Sipdown. Prefer this to Matevana by a long shot as this is much smoother and the flavors are better integrated, though a tad flat. Brews up nice and dark. Hazelnut with a hint of chocolate. Benefits from the addition of almond milk.
By the way, if you’re looking for a mate-based coffee substitute, the best – by far – that I’ve found is Guayaki’s Javamate, in either Vanilla or Mocha Maca flavors. That is purely on a flavor and body basis… you can even brew it in your coffeemaker. And there are pluses, as well — it is a socially-responsible company and these products also contain ramon nut, a rainforest “superfood” that’s still largely under the radar, at least in the US. Whole Foods used to carry it but now you can only order it from the company, apparently.
The reviews are all over the map on this one, and I fall into the “where’s the chocolate?” camp.
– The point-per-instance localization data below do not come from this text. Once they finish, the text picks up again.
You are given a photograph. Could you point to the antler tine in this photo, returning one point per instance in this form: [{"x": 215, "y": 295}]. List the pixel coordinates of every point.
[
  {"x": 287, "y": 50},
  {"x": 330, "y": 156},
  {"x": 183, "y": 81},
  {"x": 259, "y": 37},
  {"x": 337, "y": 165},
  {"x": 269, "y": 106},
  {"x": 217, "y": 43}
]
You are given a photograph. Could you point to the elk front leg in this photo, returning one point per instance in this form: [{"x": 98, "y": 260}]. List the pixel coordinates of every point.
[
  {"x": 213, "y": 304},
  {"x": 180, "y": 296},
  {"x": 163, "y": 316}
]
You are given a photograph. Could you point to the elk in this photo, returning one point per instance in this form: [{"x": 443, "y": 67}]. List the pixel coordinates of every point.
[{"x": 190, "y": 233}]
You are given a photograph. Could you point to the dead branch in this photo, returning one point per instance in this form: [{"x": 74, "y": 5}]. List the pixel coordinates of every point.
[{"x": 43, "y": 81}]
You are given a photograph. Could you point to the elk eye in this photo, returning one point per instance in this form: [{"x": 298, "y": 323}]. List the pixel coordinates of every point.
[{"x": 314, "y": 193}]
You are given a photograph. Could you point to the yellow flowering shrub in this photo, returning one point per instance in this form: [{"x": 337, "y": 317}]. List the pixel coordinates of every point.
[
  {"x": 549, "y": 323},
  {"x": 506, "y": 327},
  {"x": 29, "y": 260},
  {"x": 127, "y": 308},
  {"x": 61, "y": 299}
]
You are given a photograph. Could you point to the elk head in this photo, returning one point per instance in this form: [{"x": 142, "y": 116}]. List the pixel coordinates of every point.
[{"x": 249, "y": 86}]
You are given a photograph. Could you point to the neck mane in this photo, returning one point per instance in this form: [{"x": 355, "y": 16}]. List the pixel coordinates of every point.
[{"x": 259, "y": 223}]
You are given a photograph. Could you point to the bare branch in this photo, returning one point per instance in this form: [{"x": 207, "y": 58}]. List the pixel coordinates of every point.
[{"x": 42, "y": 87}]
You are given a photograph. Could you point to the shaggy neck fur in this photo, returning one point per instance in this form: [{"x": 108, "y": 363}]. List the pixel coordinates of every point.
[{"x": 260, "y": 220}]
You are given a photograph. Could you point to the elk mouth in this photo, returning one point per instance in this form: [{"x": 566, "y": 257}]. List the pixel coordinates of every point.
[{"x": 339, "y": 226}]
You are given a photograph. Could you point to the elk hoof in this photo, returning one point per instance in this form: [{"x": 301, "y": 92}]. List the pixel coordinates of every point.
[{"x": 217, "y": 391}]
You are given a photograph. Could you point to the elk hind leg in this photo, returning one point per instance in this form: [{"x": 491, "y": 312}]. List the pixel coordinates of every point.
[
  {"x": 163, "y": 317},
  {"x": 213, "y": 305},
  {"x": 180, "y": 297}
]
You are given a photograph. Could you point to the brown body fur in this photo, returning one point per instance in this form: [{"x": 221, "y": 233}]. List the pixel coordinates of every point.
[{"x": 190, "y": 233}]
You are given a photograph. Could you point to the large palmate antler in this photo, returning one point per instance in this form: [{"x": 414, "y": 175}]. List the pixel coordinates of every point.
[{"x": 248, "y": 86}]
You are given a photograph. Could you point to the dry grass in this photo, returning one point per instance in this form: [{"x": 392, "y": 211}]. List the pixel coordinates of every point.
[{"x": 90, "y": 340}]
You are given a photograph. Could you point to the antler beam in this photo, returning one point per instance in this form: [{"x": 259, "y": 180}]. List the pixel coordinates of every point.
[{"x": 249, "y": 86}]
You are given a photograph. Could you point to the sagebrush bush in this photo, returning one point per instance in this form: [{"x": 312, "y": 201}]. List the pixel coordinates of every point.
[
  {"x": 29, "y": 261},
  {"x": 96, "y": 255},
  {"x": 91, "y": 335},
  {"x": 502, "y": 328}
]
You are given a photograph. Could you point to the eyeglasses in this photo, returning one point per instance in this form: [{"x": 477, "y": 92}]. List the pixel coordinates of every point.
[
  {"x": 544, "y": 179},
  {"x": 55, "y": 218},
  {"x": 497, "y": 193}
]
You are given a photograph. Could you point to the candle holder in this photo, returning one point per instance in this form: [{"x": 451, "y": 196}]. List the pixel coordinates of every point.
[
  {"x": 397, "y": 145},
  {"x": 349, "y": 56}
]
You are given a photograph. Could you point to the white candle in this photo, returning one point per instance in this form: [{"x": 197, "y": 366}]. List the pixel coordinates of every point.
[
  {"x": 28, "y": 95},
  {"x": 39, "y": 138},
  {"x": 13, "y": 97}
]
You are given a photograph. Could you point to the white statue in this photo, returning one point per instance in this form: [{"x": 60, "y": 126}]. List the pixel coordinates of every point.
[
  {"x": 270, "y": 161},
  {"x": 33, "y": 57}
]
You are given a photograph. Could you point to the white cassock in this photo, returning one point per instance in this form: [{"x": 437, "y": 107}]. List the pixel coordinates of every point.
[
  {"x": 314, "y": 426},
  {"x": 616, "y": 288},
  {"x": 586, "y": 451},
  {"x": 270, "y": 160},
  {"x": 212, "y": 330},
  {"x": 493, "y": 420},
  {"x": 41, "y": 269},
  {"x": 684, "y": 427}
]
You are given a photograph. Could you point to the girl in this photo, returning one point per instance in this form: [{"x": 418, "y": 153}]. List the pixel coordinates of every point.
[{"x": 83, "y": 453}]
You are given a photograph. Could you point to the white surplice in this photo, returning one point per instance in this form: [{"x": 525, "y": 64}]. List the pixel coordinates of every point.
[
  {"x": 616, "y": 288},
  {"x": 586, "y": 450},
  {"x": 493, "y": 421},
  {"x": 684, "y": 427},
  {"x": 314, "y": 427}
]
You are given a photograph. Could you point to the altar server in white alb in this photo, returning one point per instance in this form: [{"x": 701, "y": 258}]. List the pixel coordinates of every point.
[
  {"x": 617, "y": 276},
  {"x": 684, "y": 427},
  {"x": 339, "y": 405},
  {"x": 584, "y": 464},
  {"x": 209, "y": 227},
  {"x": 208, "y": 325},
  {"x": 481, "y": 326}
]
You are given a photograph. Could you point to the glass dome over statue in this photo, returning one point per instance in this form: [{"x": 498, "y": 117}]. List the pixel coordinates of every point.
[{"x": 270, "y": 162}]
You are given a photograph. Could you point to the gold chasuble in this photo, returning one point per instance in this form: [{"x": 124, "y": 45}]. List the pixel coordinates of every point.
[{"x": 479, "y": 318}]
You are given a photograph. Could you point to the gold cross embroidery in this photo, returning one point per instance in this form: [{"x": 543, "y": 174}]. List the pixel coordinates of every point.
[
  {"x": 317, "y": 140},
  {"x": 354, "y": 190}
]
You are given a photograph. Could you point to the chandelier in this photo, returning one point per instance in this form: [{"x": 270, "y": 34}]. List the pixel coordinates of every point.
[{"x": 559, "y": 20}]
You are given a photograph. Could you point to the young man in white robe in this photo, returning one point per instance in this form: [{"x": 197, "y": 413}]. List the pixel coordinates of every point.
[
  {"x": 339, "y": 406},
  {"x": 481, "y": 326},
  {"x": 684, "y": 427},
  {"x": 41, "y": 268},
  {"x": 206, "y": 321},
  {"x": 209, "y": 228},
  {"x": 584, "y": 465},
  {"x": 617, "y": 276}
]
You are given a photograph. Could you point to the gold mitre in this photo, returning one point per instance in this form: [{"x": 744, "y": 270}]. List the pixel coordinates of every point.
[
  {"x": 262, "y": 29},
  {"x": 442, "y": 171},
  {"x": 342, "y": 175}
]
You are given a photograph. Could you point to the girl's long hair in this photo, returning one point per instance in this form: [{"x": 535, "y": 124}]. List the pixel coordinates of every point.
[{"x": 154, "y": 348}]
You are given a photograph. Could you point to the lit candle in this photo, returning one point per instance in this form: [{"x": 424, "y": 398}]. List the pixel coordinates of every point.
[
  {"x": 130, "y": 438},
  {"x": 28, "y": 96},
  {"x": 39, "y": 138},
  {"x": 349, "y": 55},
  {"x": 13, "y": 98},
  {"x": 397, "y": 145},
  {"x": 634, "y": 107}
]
I love mate but this tastes like smokey bark. Actually dislike it unless it gets a splash of almond milk, that helps a lot. I’m almost tempted to add sugar but I never do that when rating a tea. Maybe I got a bad batch. As a coffee substitute it moderately succeeds, based mostly on its depth/body. I really like Guayaki’s Javamate, in either Vanilla or Mocha Maca flavors, as a coffee substitute. Both of them leave Matevana in the dust flavor-wise, plus Guayaki’s a good company, socially, and the products contain another rainforest superfood, ramon nut.
Now that I’ve tasted more chocolate teas, I’m dropping my rating on this, since the complementarity of flavors seems to be off balance, so sitting and enjoying a cup of this leaves me wanting something to be different, rather than kicking back with a big “aaah”… it’s overweighted toward a sharp cinnamon, at least in the sample I had. Also tried it with a little almond milk and that didn’t help, only diminished its character.